Wirtschaft

Dresdner Wälzlagertechnik rotiert

Ein WLT-Mitarbeiter untersucht an einem Mess- und Prüfstand ein Präzisions-Wälzlager. Foto: WLT

Ein WLT-Mitarbeiter untersucht an einem Mess- und Prüfstand ein Präzisions-Wälzlager. Foto: WLT

Automatisierungstrends in Hightech-Industrien sorgen für Impulse in Dresden Spezialfirma

Dresden, 30. Juni 2015. Der Automatisierungstrend in der Halbleiterindustrie und anderen Technologiebranchen in Deutschland sorgt beim Dresdner Unternehmen „Wälzlagertechnik“ (WLT) für einen Wachstumskurs: Waren Umsatz und Gewinn in der auf besonders hochwertige und kundenspezifische Wälzlager orientierten Firma im vergangenen Jahr eher moderat gewachsen, zeichnen sich im ersten Halbjahr 2015 etwa 20 Prozent Plus ab, wie WLT-Chef Michael Schwarz auf Oiger-Anfrage mitteilte. „Unsere besondere Expertise spricht sich offensichtlich herum“, schätzte er ein.

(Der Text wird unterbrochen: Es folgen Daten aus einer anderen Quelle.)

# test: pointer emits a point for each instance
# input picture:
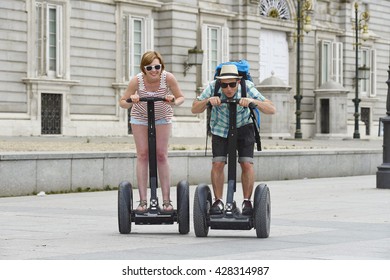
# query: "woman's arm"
(131, 90)
(175, 89)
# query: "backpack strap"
(256, 128)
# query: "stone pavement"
(63, 143)
(344, 218)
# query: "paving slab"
(342, 218)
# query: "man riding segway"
(231, 88)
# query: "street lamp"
(364, 17)
(302, 18)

Was sich in der Chipfabrik dreht, darf keine Späne machen

Mitten unter den großen westdeutschen Wälzlager-Konkurrenten habe sich das zwölfköpfige Spezialunternehmen als Anbieter für die richtig schwierigen Einsatzfälle behaupten können: In Chipfabrik-Reinräumen zum Beispiel, wo Chipscheiben-Kisten mit dem Wert eines Eigenheims automatisiert bewegt werden müssen und die Wälzlager besonders präzise und abriebfrei die Transportrollen halten müssen – da dürfen keine Mikrospäne durch die Luft wabern, wenn sich die Wälzlager drehen. Auch für Transportbänder in Flughäfen, Druckereien und in anderen Betrieben kommen die Spezialanfertigungen aus Dresden zum Einsatz. „Wir bewegen uns da an der Grenze des technisch überhaupt Machbaren“, betonte Schwarz.

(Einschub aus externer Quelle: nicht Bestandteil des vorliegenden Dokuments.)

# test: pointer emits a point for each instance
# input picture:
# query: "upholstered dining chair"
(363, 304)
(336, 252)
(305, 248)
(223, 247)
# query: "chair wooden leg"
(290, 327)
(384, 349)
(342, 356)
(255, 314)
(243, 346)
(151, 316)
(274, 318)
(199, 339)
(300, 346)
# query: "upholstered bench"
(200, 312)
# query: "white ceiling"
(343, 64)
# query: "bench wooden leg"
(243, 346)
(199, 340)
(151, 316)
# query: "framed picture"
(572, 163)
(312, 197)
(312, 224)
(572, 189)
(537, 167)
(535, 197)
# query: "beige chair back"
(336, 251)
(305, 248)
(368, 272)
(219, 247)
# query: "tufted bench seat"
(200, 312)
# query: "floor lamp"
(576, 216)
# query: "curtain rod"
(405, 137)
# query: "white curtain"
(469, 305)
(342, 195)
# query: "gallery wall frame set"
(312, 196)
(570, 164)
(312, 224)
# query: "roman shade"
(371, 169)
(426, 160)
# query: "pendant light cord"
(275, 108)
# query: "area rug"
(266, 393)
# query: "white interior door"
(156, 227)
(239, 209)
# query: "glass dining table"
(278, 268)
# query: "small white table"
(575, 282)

Michael Schwarz, Chef der Wälzlagertechnik Dresden, an der piezoelektronischen Prüfmaschine, die für das menschliche Ohr unhörbare Laufunruhen von Kugellagern ausmisst. Foto: Heiko Weckbrodt

Michael Schwarz, Chef der Wälzlagertechnik Dresden, an der piezoelektronischen Prüfmaschine, die für das menschliche Ohr unhörbare Laufunruhen von Kugellagern ausmisst. Foto: Heiko Weckbrodt

Vor 25 Jahren in Clubraum gegründet

Er hatte das Unternehmen vor 25 Jahren in einem ehemaligen VEB-Clubraum an der Grenzstraße gegründet und seitdem ausgewiesene Wälzlager-Experten in seinem Betrieb um sich geschart. 1997 zog die WLT in das Industriegelände Dresden-Nord um. Seitdem hat die Firma mit ihren Präzisions-Wälzlagern immer mehr Kunden vor allem aus technologieorientierten Branchen gewonnen, inklusive Luft- und Raumfahrt, Robotik und Wehrtechnik.

Blick richtet sich nun auf Südamerika

Dafür setzen die Dresdner unter anderem auf ausgefeilte Messtechnik, die auch kleinste Laufunruhen überall dort entdecken, wo Bauteile möglichst reibungsarm und ruhig rotieren sollen, außerdem auf moderne Hightech-Werkstoffe wie Keramik- statt Stahlkugeln und auf besonders präzise gefertigte Aufhängungen. Für dieses besondere Know-How wollen die WLT-Ingenieure und -Techniker in Zukunft stärker als bisher auch Hightech-Kunden außerhalb Sachsens begeistern und ihren bundesweiten Vertrieb demnächst ausbauen. Wobei die Wälzlager aus Dresden auch heute schon bei internationalen Kunden gefragt sind, vor allem in Europa – als nächstes will Schwarz auch in den südamerikanischen Markt einsteigen.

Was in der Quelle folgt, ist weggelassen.